Dass Toni Scheibenberger Freude an seinem Job hat, steht außer Frage. Mehr noch: »Ich liebe diesen Beruf«, sagt er mit Überzeugung. Doch selbst das wäre für ihn als Voraussetzung für eine Tätigkeit in der Pflege nicht genug. Man müsse, sagt er, »eine gewisse Haltung mitbringen, um in diesem Beruf leben zu können. Er muss Berufung sein.« Er kann das auch begründen: In der Pflege gehe es im Wortsinne »um Leben und Tod«, sagt er. Um ganzheitlich pflegen zu können, müsse man »empathisch sein und echt«.
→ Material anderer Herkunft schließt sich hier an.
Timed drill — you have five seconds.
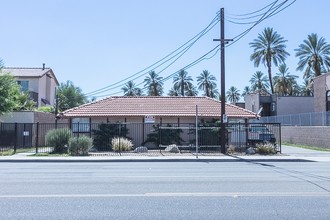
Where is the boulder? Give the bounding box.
[134,146,148,153]
[246,147,256,155]
[164,144,180,153]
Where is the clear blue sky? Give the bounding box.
[1,0,328,100]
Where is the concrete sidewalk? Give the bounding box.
[1,145,330,162]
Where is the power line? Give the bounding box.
[84,13,220,97]
[93,45,220,98]
[87,0,296,98]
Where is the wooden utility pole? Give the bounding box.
[214,8,232,154]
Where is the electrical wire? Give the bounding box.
[93,45,220,98]
[84,13,220,97]
[87,0,296,98]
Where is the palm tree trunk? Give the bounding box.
[267,58,274,94]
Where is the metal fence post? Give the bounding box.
[14,123,17,154]
[36,122,39,154]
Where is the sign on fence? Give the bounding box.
[144,115,155,123]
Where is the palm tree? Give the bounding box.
[209,83,219,99]
[249,71,269,94]
[250,27,289,94]
[273,64,298,96]
[172,69,193,96]
[168,85,180,96]
[295,33,330,79]
[300,79,313,96]
[226,86,240,104]
[144,71,163,96]
[185,82,198,96]
[121,81,142,96]
[196,70,217,97]
[241,86,251,97]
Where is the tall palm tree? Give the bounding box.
[197,70,217,97]
[241,86,251,97]
[250,27,289,94]
[209,83,219,99]
[226,86,240,104]
[121,81,142,96]
[295,33,330,79]
[185,82,198,96]
[249,71,269,94]
[172,69,193,96]
[143,71,163,96]
[300,79,313,96]
[273,64,298,96]
[168,85,180,96]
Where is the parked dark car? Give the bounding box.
[247,125,276,146]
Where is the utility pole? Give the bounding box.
[213,8,232,154]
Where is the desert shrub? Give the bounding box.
[68,136,93,156]
[256,142,277,155]
[111,137,133,151]
[227,145,236,154]
[45,128,72,153]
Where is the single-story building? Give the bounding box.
[59,96,257,148]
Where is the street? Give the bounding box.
[0,161,329,219]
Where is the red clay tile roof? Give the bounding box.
[61,96,256,118]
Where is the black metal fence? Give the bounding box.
[0,122,281,155]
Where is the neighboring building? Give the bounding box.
[60,96,257,124]
[314,72,330,112]
[245,93,314,116]
[2,64,59,107]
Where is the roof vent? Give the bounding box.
[42,63,45,70]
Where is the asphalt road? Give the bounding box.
[0,161,329,220]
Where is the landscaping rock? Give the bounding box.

Gewichtige Worte eines gerade einmal 32-Jährigen sind das, und doch strahlt Toni Scheibenberger so gar nichts Verbissenes aus, im Gegenteil. Selbst jetzt, nach einer Frühschicht im Seniorenzentrum Zum Königshof in Düsseldorf-Unterrath, wirkt Scheibenberger entspannt und locker. »Keine Frage, es ist oft stressig«, meint er. Aber das sei jeder andere Beruf doch auch, wenn man ihn ernst nehme. »Ich weiß ja, was mich erwartet.«

 

Wie ernst es ihm mit seinem Plädoyer für den eigenen Berufsstand ist, kann man bei Toni Scheibenberger sogar an seinem Wohnort ablesen: Dieser liegt lediglich fünf Gehminuten vom Königshof entfernt. »Ich möchte da sein, wenn’s brennt«, begründet er diese Wahl. Sollte es beispielsweise kurzfristig Ausfälle im Team geben, wie in der Coronazeit nicht selten, sei er als stellvertretender Wohnbereichsleiter schnell da und könne die Personalfrage mit klären. »Oder im Zweifel auch mal selbst einspringen «, wie er sagt.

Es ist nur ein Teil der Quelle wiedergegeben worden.